I want to put in context the endorsement of the waiver, in the overall efforts that the Biden administration is making, 1 billion doses committed, and to deliver on them.

To answer your question…because this is a Geneva crowd and I say this with the utmost affection that we are all trade nerds here, on the TRIPS Waiver, the challenge is how do you get consensus in the WTO, so that the WTO can look at the issue of IP rules and where they can be modified in the pandemic to increase production and for more equitable distribution of doses….It is such an important issue because of the time, because of the potential positive impact on the lives of people.”  


Ngozi Okonjo-Iweala on the TRIPS Waiver speaking at Reviving the multilateral trading system:

“By focussing only on the TRIPS Waiver, people are missing a very important point ,and are not focussing on some very critical issues for solving this problem of access to vaccines. The simple fact was that the world was not equipped, did not have enough production capacity for producing vaccines in the first place. We were producing 5 billion vaccines in total prior to the pandemic – largely children’s vaccines. And the pandemic came, we find that we need 10-15 billion doses. There was not enough investment in production capacity to begin with, to produce that number of vaccines. So, we have to focus on that. So even you get the IP waive today and you do not have a factory or a manufacturing plant, you are not going to get anywhere. So, the attention on the waiver issue, yes, this is important but people have shifted attention from some of the other constraints…

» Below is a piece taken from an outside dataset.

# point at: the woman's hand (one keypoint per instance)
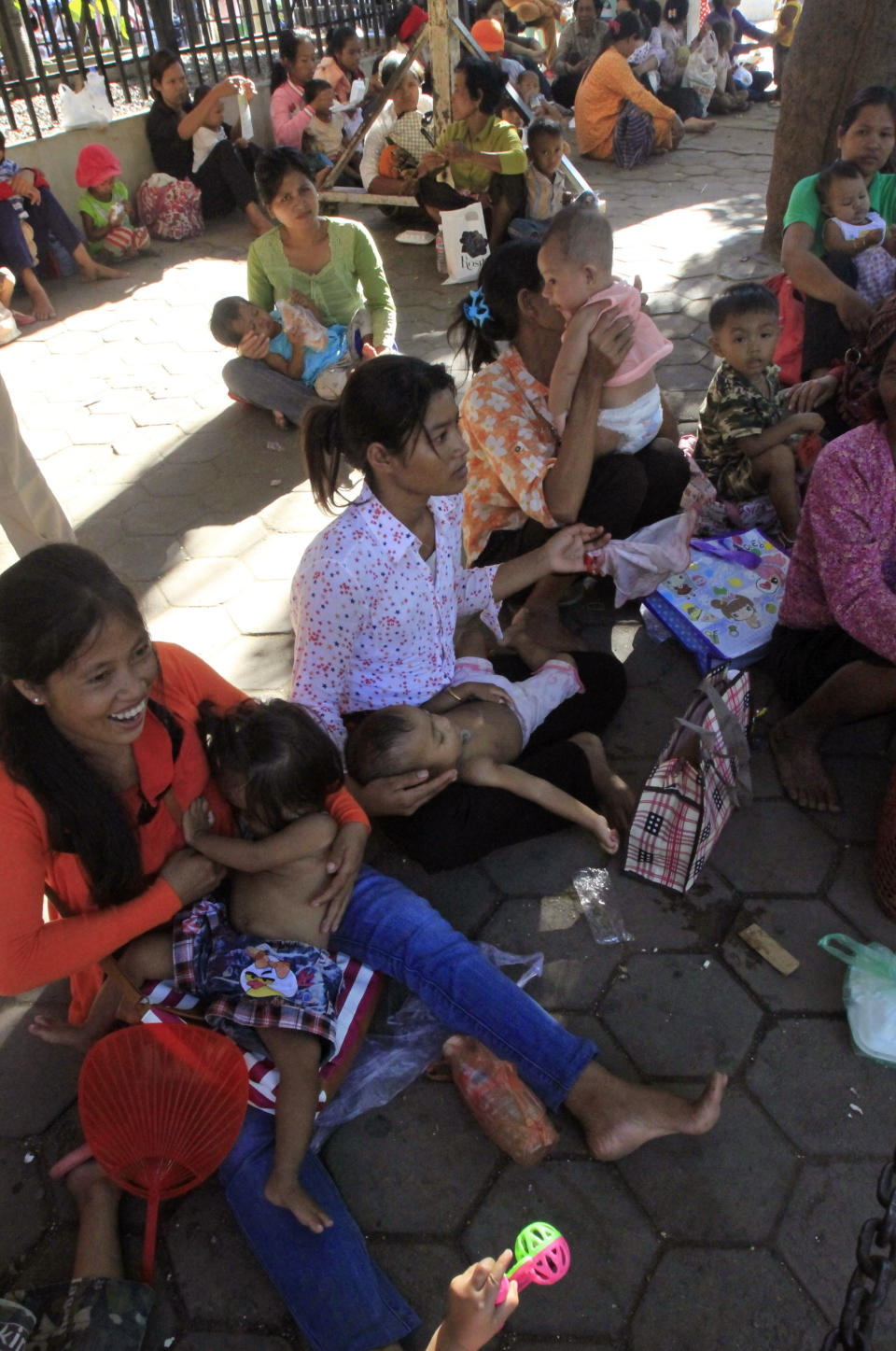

So, you need to increase production capacity, you need to decentralise production, from the 10 countries. 80% of world export of vaccines come from these countries. In this crisis, that does not work…”

See also her remarks yesterday at the Peterson Institute for International Economics in Washington D.C., where she suggests that WTO members could find “a pragmatic compromise on the IP waiver which ensures equitable access to developing countries while preserving incentives for research and innovation.”

Coming weeks will reveal who finally pays for a pragmatic compromise.